Something similar happened in Brazil last year. The expression “macho escroto (scumbag)”, when typed in the Google search bar, pointed to a photo of ex-BBBs Hadson, Lucas, Prior, Guilherme and Petrix. The participants caused many intrigues inside the house in the last edition of the program.
Now, several users of the site point to a new incongruity. This is because, when searching for the “mentally ill flag”, LGBT and trans flags appear in large numbers. So far, Google has not officially commented on the repair of the algorithms for this case.
Understand how Google’s search algorithms work
With the amount of information available on the web, finding what you need would be next to impossible without any help in classifying it. Google’s ranking systems organize hundreds of billions of web pages in the search index to provide the most useful and relevant results in a split second and present them in a way that helps you find what you’re looking for.
These classification systems are composed not by one, but by a series of algorithms.
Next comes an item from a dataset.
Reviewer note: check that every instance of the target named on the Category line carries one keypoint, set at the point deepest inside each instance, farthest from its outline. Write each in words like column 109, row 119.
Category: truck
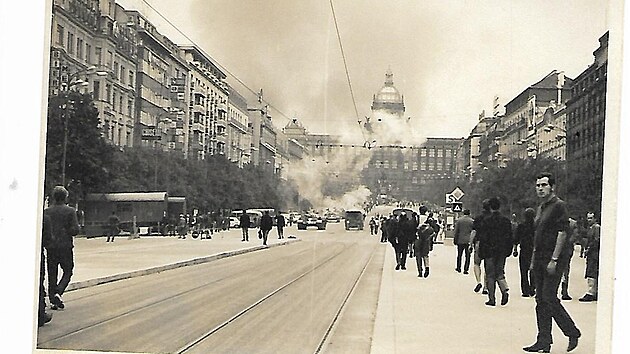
column 152, row 211
column 354, row 219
To provide the most useful information, the search algorithms analyze several factors, including query words, relevance and usability of the pages, knowledge of the sources, as well as their location and settings. The weight applied to each factor varies according to the query nature.
For example, updating content plays a more important role in responding to queries about current news topics than about dictionary definitions. To help ensure that research algorithms meet high standards of relevance and quality, there is a process that involves real-time testing and thousands of trained research quality external evaluators worldwide.
These quality assessors follow guidelines that define our goals for research algorithms and are publicly available to anyone.